ゆっくり入浴したり、温かい飲み物を選んだりして、日頃から身体を温める習慣をつけてみてくださいね。

妊婦の坐骨神経痛改善法3.
骨盤ベルトを使う

オリジナル画像 骨盤ベルト 巻き方

緩んだ骨盤まわりをサポートするために骨盤ベルトを使うのもおすすめです。妊娠中の腰の負担を軽減するために開発された「トコちゃんベルト」などが人気ですよ。
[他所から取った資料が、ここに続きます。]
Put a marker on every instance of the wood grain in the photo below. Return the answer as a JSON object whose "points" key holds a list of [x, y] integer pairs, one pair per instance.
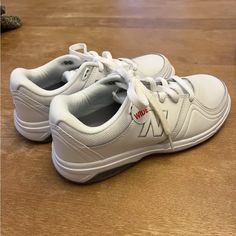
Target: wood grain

骨盤ベルトは正しい位置で巻かないと効果が得られないので、必ず説明書をしっかりと読んでくださいね。

妊婦の坐骨神経痛改善法4.
ストレッチをする

妊婦 オリジナル 日本人 ストレッチ 伸び

ストレッチで腰周りやお尻の硬くなった筋肉をほぐすのも、痛みを改善する方法の一つです。無理のない範囲で、次のストレッチ方法を試してみましょう。

妊娠中の坐骨神経痛で試したいストレッチ

1. 床に座って、足を軽くハの字に開く
2. 前を向いた状態で、片方の足裏をもう一方の太ももの内側につける
3. 膝裏が伸びているのを感じる程度に、伸ばした足先のほうに上体を10秒ほど倒す(お腹が苦しくなければ手を前につき、前屈してもOK)
4. 足を変えて、反対側も同じ方法で行う

ストレッチするときのポイント

● 息は止めず、前屈するときにゆっくり吐き出す
● お腹を圧迫しないように注意する
● 腰痛などがつらいときは無理してやらない
● お腹が張ったら横になって休む

痛いときは無理せず医師に相談しよう

出産まで坐骨神経痛が続いていると、痛みのせいでうまくいきめないなどのトラブルが起こることもあります。

坐骨神経痛の痛みがつらいときは無理せず、かかりつけの産婦人科で相談してみてくださいね。